Hey guys, is there any specific training excersises that you do every night with your puppy? We have a six month old girl and id like to switch it up for her and start training a somthing new, or different for her to learn. 

Right now every night before she goes to bed, we go through the sit, lay down, stay, kennel, bed, shake a paw, high five, and just overal have some fun with the commands and treats. Id like to introduce the heal command, but im not really sure how to. She walks fairly well on a leash, with minimal pulling, but would like her to actually come to heal on command without me having to bring her there. 

Ryan


----------



## Chestersmum (Jun 21, 2010)

You could introduce clicker training and start building her 'tricks' up. I found some books really helpful as I ran out of ideas to teach my V! For example to get her brain working and you can do inside is teach her to tip something like a bin over (maybe think before you teach in case she starts doing it with your kitchen bin!). Place the bin in the middle of the floor and just sit back with the clicker. If she goes near it C&T, then again then again, then ask for more like a nudge of it C&T, eventually you can build her up until she works out to get the treat she needs to tip it over. I would probably take her a fair amount of time. I like these build up exercises as the dog needs to work it out for themselves with no actions from you apart from a C&T when they start to do what you would like. A 6 months she might get a bit bored after a while so short exercises at first. 

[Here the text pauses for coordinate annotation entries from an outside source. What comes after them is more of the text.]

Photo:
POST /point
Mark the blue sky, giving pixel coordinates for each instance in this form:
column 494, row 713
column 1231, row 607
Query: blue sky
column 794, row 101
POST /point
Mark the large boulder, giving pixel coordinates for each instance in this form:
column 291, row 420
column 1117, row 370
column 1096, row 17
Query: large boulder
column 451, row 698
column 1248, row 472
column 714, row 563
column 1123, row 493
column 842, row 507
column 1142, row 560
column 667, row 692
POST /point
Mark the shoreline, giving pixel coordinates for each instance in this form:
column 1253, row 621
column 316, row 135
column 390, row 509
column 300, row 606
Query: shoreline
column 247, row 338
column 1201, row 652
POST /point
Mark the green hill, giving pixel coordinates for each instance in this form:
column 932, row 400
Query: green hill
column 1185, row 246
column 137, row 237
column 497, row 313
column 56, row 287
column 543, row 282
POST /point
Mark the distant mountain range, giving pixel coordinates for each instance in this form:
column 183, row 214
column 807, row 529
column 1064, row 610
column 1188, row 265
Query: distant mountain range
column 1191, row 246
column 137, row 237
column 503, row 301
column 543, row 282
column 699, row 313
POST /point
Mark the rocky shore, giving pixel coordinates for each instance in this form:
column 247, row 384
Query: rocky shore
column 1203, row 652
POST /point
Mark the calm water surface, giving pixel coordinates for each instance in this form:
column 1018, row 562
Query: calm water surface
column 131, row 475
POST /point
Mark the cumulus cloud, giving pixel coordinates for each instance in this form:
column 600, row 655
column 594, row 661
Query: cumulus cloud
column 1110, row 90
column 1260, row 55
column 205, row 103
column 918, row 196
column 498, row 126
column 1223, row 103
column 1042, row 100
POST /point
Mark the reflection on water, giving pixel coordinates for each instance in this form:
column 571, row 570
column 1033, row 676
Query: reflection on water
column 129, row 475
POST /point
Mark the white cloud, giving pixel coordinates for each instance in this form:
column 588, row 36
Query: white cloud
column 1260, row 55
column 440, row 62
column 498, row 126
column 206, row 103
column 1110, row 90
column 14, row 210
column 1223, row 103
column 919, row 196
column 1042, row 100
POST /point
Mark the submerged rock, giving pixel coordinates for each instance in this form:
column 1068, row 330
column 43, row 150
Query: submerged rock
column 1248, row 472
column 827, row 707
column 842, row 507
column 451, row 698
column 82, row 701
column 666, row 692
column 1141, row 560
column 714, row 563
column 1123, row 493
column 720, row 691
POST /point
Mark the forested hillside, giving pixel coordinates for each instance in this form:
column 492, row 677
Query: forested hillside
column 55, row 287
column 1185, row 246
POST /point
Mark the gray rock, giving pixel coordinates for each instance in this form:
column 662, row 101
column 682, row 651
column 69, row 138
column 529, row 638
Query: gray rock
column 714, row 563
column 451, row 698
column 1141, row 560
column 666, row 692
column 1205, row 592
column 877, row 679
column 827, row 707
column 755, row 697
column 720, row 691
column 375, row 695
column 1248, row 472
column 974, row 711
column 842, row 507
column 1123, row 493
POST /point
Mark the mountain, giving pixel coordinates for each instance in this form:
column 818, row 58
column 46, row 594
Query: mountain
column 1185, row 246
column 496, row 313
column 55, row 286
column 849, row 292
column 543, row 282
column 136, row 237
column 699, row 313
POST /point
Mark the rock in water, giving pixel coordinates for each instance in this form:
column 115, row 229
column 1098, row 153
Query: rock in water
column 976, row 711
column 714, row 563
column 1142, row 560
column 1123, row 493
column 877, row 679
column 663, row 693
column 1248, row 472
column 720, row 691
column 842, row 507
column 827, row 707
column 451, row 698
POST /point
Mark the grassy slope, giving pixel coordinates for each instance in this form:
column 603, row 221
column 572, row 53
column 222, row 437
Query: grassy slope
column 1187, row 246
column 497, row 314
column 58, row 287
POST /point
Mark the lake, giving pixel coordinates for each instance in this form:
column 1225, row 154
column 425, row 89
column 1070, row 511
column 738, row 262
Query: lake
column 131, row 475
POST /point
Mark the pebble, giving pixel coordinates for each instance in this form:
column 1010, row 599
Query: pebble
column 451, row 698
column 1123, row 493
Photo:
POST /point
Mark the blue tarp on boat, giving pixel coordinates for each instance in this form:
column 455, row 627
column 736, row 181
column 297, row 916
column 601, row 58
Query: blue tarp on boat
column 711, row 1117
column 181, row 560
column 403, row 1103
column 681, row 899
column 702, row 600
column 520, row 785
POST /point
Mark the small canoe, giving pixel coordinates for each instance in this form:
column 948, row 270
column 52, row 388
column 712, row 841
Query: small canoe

Not sure if you wanted to introduce some gundog training? It's a bit harder in the house but you could practice whistle commands, recall, stop etc. You could get a dummy and teach the retrieve but make sure she leaves the dummy until you tell her to set off on the retrieve. 

A close heel would be good to teach inside. I usually use a treat as incentive. Say the word 'heel' usually tap your side to get her attention then walk off. If you have her attention on the treat walk around changing direction then every so often break off and praise.


----------



## Ozkar (Jul 4, 2011)

Another old thread..... But it has been wet here the last three days. Really wet. Some may have seen on the news that pretty much the East Coast of Australia is flooding and the rain has not stopped yet, so it's going to get worse.

Hence, I have had to watch the radar and skies and pick my times to take the dogs out walking. So instead of the normal 3 or 4 hours, it's been 1-1.5 hours off lead. 

So, to balance things out, we have been doing lots of indoors training and playing of games. They will come to me to see if I will take them out for a walk. I will take them out into the back yard and they will agree and come back inside once they get a little rain on them. Then they will bring me a toy and we either play or do some training. 

"Find" tires them out the best. Just using little pieces of dry kibble. 20 minutes of that is almost as good as a walk. Just finished one then and both are sound asleep now.  

Thankfully, it is going to dry up for an hour or two this afternoon so I can give them a run/swim. The lake is flooded. The walkway is about 9 foot under water. Yesterday, there was just one strip of dry land around the top of the dam wall to walk on. The rest was water. Anyways, wet weather games are good fun and while not a walk, can keep a lid on A V for a day or two till the weather fines up somewhat. (BTW, we are not talking normal rain here, if you haven't seen the reports, we seriously are under water almost all across the east coast. It's been torrential rain. So many of the places we walk, are under water. So it's not me being slack. We don;t mind walking in the rain, when we don't have the worry of being swept away  )


----------



## redbirddog (Apr 23, 2010)

Ozkar,
I'm working with a gentleman in his mid 70's with a lab. We met up in the hills. Poor guy didn't have a clue what to do with this lab.

Here is a drill. 9-3 and 10-2.

Ginger spent much of the time behind the owner. He really didn't know where she was much of the time. He'd call her and she'd pop up. He had no control.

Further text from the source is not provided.